In the next room, a boy, perhaps five years old, lay peacefully asleep, perhaps dreaming something fantastically innocent. His bed sheets were wrapped between his bandy legs and he clung to his pillow. His plump, tickled pink cheeks carried youthful dimples. The walls of his bedroom were decorated with hot air balloons painted green, and they drifted through the azure sky of his dream at night. His lampshade cast bears onto the walls, as though they were passengers to the balloons, floating through the air. The moonlight had painted his sheets in pearly shades of powder blue like the glaucous of grapes.

Such gigantic moons as this cause a stir in certain people. It is said to decrease the quality of sleep, leaving one in a state of half consciousness. It denies you of the kind of sleep that brings you away from here and now, the kind of sleep that confronts you with unvarnished realities. But this was not the case with this lady; her face, weathered by the relentless wind and hail of an adverse existence, suggested that this was a boulder she had been pushing for many a night.

A full moon is also said to bring out peculiar behaviour in people, particularly those who suffer from other voices. It is said that a full moon will exert the same control over a human as it does the oceans; it draws pressure onto the brain.

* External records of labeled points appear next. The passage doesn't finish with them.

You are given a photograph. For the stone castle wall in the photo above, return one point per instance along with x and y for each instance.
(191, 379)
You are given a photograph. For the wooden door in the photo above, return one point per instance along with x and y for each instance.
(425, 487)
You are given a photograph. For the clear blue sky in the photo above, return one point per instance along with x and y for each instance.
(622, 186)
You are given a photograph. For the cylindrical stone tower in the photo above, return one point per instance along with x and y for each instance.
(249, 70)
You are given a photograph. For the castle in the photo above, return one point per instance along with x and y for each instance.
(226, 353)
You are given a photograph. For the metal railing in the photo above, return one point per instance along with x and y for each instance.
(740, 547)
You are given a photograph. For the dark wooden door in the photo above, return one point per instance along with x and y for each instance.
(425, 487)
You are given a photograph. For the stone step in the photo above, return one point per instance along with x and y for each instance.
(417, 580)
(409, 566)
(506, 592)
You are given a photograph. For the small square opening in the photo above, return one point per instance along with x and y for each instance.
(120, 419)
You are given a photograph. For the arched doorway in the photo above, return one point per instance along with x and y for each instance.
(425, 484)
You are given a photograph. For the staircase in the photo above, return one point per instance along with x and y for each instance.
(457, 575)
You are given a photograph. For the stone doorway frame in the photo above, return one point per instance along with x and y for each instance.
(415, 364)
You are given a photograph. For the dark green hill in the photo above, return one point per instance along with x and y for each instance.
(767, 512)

I am one of these individuals, and I truly believe that it is the full moon that draws me to madness; draws me to the wind of the midnight blue. Just as it draws the tides to land, I cannot control my mind during these lunar phases. It is problematic, of course. I spend thirty days tormented by memories that are not my own. I pace through the corridors of my house, frightened by the idea that these scenes that greet me malevolently in my sleep have been directed and curated by my own autonomous hands. I remember such trivial detail, but cannot decipher conclusions, only the vague notion that some awful atrocity has been committed.

But a serene tickling of calmness holds me on the thirtieth night, and I often find myself icing my heels on the tarmac through the cool night with a new and seemingly unfounded enthusiasm. I move through the landscape, haunting the vicinity like a malicious vapour. For each month of loathsome terror and guilt and remorse, I take one night to prowl and stoke the fire.

And it was the full moon of August 1978 that first coaxed me from my bedroom and into the Kerry night. I wandered for perhaps several hours, perhaps just a few, and I found myself resting at a gate, staring wide-eyed into a quaint, though unoriginal little cottage. Thin little streams of smoke that trickled from the chimney licked at the glistening stars above. I watched as it swooned, joining the faint clouds up there. I noted the door, painted with blood, and I thought of exodus and the first Passover.

I found myself at the door of this cottage, removing my shoes. I placed my hand to the door, and then rested my head to the door.

“For I will pass through the land of Egypt this night, and will smite all the firstborn in the land of Egypt, both man and beast; and against all the gods of Egypt I will execute judgment: I am the Lord.”


I found that the door was unlocked, as they so often are in remote Ireland. I found myself watching this woman sleep but not rest in her bed. I found myself watching her child. And then I found myself wandering the fields, once more, in the silver of night.